Prime Minister Justin Trudeau and his Liberal Government can congratulate themselves and give themselves medals of honour for imposing their “gender-neutral” political correctness on the national anthem.
They can bellow out ‘In all of us command’ if they like, but I – and hopefully those who are like-minded – will continue to sing ‘In all thy sons command’ because that is the correct way to sing it.
Where does political correctness end? Will atheists demand that the reference ‘God keep our land …’ in the national anthem be changed to religion-free phrasing because it offends their sensibilities?
In time, our Canadian culture and identity – more accurately, social conventions – will be sterilized to the point that we won’t have anything to point to and say that these things represent us and we hold them sacred. Those who are offended and take exception to our Canadian culture and identity – our social conventions – will be responsible for making society sterile and meaningless with their sanitized political correctness.
What is so wrong with “sons” in the national anthem? There are songs with “father,” “mother” and “daughter” in them – male and female references – that would be meaningless without them.
Will the political correctness crowd demand that they be sterilized into gender neutrality as well?
My statements aren’t to be construed as sexist and egotistical, nor are they part of the “Old Boys Club” mentality.
I am simply saying that you can have patriarchal pronouncements, such as the one found in the national anthem or matriarchal pronouncements and still be respectful of all. You don’t have to tear down or erase the patriarchal or matriarchal elements.
And if the political correctness crowd is making the issue about inclusiveness, then my position still stands. Patriarchs and matriarchs can and should be inclusive of each other, while still having their separate positions.

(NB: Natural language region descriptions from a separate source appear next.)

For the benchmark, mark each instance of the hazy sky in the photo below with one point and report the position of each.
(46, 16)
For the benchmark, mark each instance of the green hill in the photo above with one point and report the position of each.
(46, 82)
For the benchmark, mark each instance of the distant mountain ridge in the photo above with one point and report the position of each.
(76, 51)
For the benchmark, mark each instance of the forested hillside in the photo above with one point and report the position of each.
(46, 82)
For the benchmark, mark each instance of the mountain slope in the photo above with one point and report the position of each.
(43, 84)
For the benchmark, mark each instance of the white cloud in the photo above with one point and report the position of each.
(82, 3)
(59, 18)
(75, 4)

I can also argue that the Edmonton Eskimos team name should not be changed for political correctness. I don’t see the reference ‘Eskimos’ as racist, offensive or slighting the identified people of northern Canada. In fact, that team name is a pronouncement to them, that they are part of the Canadian identity and culture.
And while he may be considered controversial, kudos to U of T professor, Jordan Peterson for his stance against Trudeau’s Bill C-16, particularly on the concepts of “gender identity” and “gender expression.” Two years ago, he was denied a federal grant application for insisting to continue to use the words “him” or “her,” which he adds, could become a crime under Bill C-16, even a hate crime.

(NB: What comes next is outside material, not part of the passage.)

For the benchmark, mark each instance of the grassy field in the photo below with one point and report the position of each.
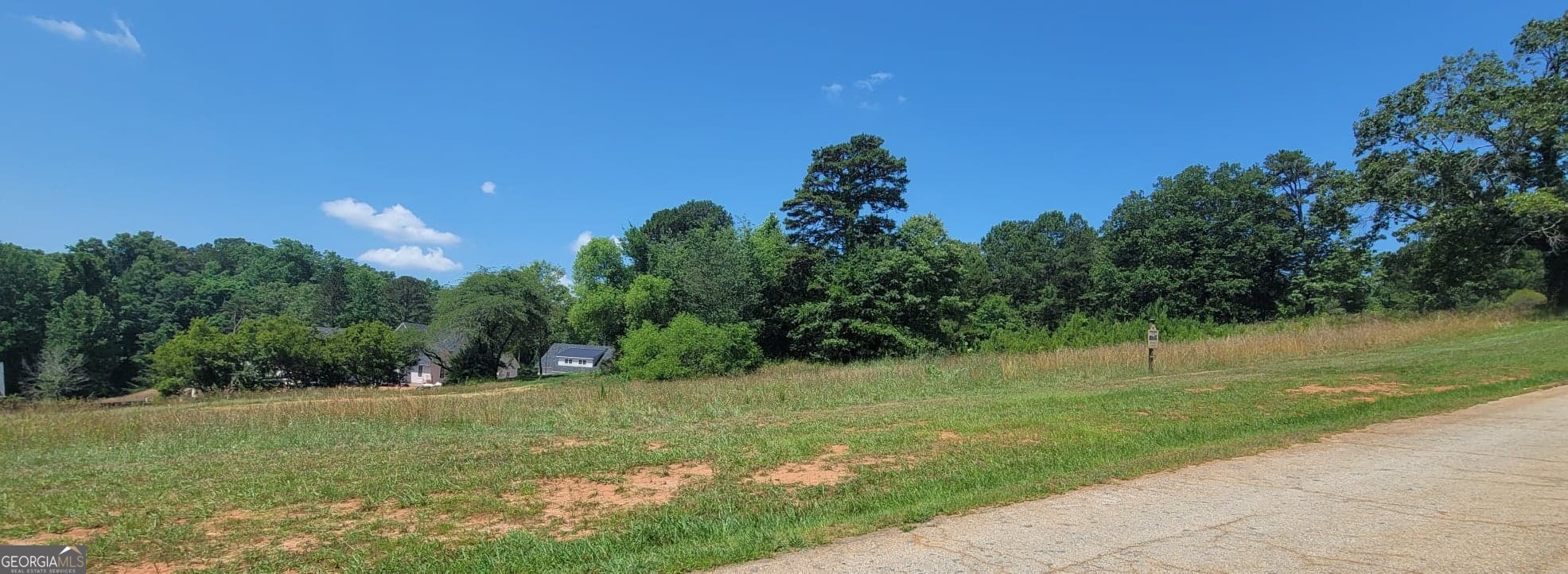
(609, 475)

How can it become a hate crime to use “him” or “her” in oral and written speech? If I choose to use those words, it’s just a standard practice that I have always followed.
I think the imposition of “gender identity” and “gender expression” is not only heavy-handed on the part of government, it can be deemed Orwellian as a “thought crime.”
So, I say no to ‘In all of us command,’ no to political correctness and yes to retaining social convention and pronouncements that are part of the Canadian identity.